Było to ważne, ponieważ rybosom jest fundamentalnie ważny dla życia i jednocześnie bardzo stary. Fakt, że ta niezbędna maszyna została zbudowana na RNA, uczynił hipotezę świata RNA jeszcze bardziej wiarygodną.

Zwolennicy "świata RNA" triumfowali, aw 2009 roku Steitz otrzymał część Nagrody Nobla. Ale od tego czasu naukowcy zaczęli wątpić. Od samego początku idea „świata RNA” miała dwa problemy. Czy RNA naprawdę może samodzielnie pełnić wszystkie funkcje życiowe? Czy mógł powstać na wczesnej Ziemi?

Minęło 30 lat, odkąd Gilbert położył podwaliny pod „świat RNA”, a wciąż nie znaleźliśmy solidnych dowodów na to, że RNA może zrobić wszystko, czego wymaga od niego teoria. To mała, zręczna cząsteczka, ale może nie być w stanie zrobić wszystkiego.

Jedno było jasne. Jeśli życie zaczęło się od cząsteczki RNA, RNA musiał być zdolny do tworzenia kopii samego siebie: musiał być samoreplikujący, samoreplikujący.

Ale żaden ze znanych RNA nie może się replikować. Tak samo jest z DNA. Potrzebują batalionu enzymów i innych cząsteczek, aby stworzyć kopię lub fragment RNA lub DNA.

Dlatego pod koniec lat 80. kilku naukowców rozpoczęło bardzo donkiszotyczne poszukiwania. Postanowili samodzielnie stworzyć samoreplikujący się RNA.

Jack Shostak

Image
Image

Jack Shostak z Harvard School of Medicine był jednym z pierwszych, którzy wzięli udział. Jako dziecko był tak zafascynowany chemią, że założył laboratorium w piwnicy swojego domu. Zaniedbując własne bezpieczeństwo, raz nawet wywołał eksplozję, po której szklana rurka utknęła w suficie.
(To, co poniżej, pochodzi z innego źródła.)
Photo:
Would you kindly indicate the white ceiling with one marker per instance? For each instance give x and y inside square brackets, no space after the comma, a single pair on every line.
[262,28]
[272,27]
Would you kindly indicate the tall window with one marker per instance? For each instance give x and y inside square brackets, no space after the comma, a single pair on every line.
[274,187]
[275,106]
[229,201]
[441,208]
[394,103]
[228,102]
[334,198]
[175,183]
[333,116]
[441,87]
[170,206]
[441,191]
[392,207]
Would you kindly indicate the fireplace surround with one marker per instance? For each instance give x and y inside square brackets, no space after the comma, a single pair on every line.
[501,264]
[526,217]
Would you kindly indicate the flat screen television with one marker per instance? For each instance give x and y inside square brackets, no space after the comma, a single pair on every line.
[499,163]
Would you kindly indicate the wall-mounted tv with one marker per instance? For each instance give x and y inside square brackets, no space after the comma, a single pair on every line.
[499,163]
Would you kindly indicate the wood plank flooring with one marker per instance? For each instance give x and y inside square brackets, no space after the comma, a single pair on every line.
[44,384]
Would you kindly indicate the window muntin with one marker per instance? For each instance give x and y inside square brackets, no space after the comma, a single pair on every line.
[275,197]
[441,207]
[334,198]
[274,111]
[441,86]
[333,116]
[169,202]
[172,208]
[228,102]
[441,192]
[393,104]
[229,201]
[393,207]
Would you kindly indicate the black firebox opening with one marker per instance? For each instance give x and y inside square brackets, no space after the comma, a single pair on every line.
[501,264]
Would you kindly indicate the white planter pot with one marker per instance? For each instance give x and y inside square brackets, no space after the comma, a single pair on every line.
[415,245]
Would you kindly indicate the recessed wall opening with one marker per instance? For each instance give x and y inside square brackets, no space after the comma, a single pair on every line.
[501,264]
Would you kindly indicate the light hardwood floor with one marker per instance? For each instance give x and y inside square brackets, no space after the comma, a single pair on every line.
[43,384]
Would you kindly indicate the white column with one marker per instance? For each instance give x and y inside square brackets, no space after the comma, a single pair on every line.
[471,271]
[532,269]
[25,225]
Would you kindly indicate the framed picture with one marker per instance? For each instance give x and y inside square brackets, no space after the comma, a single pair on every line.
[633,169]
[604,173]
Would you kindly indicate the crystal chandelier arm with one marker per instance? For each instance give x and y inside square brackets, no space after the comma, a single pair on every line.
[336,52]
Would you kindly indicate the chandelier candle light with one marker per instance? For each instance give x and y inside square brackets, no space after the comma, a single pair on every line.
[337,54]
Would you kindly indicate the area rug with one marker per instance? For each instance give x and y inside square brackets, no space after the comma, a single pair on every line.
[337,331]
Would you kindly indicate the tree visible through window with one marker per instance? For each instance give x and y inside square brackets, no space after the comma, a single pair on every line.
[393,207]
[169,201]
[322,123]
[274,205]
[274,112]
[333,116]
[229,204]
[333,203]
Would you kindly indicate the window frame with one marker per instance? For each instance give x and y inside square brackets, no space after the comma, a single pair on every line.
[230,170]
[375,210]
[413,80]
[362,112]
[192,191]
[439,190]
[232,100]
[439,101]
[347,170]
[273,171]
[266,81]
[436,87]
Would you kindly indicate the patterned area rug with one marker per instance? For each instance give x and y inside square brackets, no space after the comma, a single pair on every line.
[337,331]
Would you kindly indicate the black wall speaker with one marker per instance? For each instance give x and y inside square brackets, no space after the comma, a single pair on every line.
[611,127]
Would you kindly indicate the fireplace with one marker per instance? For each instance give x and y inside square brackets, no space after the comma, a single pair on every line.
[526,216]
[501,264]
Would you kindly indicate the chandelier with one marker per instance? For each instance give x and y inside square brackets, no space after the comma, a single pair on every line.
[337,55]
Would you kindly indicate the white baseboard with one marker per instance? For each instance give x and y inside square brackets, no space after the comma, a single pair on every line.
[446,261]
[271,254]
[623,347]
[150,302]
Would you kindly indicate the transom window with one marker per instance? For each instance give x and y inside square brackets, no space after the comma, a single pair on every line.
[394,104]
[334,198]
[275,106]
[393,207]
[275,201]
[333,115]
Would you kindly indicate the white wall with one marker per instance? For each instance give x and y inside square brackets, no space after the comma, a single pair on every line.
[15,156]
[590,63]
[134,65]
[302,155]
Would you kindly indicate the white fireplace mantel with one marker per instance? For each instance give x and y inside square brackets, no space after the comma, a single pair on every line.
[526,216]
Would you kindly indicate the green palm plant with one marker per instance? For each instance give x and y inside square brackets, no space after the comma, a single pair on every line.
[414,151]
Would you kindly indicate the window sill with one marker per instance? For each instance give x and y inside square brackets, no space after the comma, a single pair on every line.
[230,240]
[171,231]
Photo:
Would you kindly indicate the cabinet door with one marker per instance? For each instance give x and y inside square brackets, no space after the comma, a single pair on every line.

We wczesnych latach osiemdziesiątych Shostak pomógł pokazać, jak geny chronią się przed procesem starzenia. To dość wczesne badanie przyniosło mu ostatecznie część Nagrody Nobla. Jednak bardzo szybko podziwiał enzymy RNA Cecha. „Myślałem, że ta praca była niesamowita” - mówi. „W zasadzie jest całkowicie możliwe, że RNA katalizuje swoją własną reprodukcję”.

W 1988 Cech odkrył enzym RNA, który może zbudować krótką cząsteczkę RNA o długości 10 nukleotydów. Shostak postanowił ulepszyć odkrycie, wytwarzając nowe enzymy RNA w laboratorium. Jego zespół stworzył zestaw losowych sekwencji i przetestował, czy któraś z nich ma zdolności katalityczne. Następnie wzięli te sekwencje, przerobili je i ponownie przetestowali.

Po 10 rundach takich działań Shostak wyprodukował enzym RNA, który przyspieszył reakcję siedem milionów razy. Pokazał, że enzymy RNA mogą być naprawdę potężne. Ale ich enzym nie mógł się kopiować, nawet nieznacznie. Shostak był w ślepym zaułku.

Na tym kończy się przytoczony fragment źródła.